Is there a specific barrier that once addressed might bring spatial transcriptomics technology to the next level?
I believe the 3 biggest barriers currently existing are the limited resolution of a platform like Visium, the relatively low efficiency of transcriptome capture (similar to scRNAseq), and the cost of the specialized reagents. I think addressing any one of these 3 issues is likely to result in a large uptake in the utility of spatial approaches.
What advice would you give investigators who want to incorporate spatial transcriptomics into their research program? What learning resources would you recommend?

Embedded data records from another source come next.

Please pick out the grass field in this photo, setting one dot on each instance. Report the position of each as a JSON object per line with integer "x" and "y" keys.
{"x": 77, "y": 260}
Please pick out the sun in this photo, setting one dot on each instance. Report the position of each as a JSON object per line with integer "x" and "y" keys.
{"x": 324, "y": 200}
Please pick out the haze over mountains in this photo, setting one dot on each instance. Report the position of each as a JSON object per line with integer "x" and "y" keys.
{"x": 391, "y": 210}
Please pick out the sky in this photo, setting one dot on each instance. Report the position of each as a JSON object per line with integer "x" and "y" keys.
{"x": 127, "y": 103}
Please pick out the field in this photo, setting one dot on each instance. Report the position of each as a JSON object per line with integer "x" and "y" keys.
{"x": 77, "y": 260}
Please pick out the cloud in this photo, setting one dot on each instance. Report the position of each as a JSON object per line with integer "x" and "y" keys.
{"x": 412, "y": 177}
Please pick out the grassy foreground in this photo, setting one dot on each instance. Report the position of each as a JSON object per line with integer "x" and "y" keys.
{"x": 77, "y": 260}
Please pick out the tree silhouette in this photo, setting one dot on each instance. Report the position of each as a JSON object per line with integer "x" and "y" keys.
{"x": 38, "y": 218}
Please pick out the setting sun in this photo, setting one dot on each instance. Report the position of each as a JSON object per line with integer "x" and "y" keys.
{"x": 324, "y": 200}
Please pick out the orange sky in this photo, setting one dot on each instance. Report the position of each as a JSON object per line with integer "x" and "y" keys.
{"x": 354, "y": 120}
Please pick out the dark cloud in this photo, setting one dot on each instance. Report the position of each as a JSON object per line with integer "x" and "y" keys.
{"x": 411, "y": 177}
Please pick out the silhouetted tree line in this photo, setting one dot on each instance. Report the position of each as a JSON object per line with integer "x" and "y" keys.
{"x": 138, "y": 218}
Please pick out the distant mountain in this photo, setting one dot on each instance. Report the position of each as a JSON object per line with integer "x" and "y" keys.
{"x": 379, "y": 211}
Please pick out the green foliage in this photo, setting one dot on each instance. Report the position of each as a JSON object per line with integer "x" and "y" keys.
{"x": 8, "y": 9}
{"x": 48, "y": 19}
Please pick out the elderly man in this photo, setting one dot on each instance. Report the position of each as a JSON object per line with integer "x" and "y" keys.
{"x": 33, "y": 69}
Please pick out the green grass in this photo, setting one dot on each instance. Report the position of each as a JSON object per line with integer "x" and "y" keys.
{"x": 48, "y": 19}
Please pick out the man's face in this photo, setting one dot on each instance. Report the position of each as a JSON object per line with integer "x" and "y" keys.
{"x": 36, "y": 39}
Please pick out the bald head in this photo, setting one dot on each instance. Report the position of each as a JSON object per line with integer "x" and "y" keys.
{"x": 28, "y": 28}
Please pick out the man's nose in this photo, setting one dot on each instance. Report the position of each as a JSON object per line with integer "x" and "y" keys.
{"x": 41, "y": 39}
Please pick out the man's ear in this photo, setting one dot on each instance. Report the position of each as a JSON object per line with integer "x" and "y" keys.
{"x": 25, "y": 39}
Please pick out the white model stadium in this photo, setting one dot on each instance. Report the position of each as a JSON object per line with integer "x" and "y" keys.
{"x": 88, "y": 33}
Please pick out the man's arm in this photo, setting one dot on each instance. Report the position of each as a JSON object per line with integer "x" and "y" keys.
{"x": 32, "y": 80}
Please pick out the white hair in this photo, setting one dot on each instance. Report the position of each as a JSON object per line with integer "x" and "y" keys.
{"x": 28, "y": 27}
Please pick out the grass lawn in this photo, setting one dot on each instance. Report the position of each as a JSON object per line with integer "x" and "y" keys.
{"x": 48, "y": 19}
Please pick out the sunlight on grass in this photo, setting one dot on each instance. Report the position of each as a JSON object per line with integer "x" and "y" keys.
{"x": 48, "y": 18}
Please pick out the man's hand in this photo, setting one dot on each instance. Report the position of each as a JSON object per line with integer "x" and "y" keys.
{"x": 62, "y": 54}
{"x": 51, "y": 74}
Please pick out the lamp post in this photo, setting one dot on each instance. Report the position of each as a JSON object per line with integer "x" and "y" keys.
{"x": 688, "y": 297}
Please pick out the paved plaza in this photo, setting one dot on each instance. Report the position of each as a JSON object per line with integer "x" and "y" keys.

The large cost of the reagents and uncertainty of what you will get for this investment are certainly daunting. At some point, you just need to try it to find out for yourself. But don’t underestimate the sample preparation steps. In my experience, good quality RNA going in will mean much better results coming out. Conversely, no amount of slide efficiency and computational know how can overcome poor tissue input. So take the time to make sure you’re giving yourself the best chance for success. For resources, 10x customer support has been great over the years, from our initial scRNAseq experiments to our ongoing spatial experiments. So don’t be afraid to reach out to them. Finally, I initially learned the computational analysis side from online tutorials from the Seurat website vignettes. There is a barrier to entry for someone not familiar with R or coding, but it has been a skill set well worth the time to develop.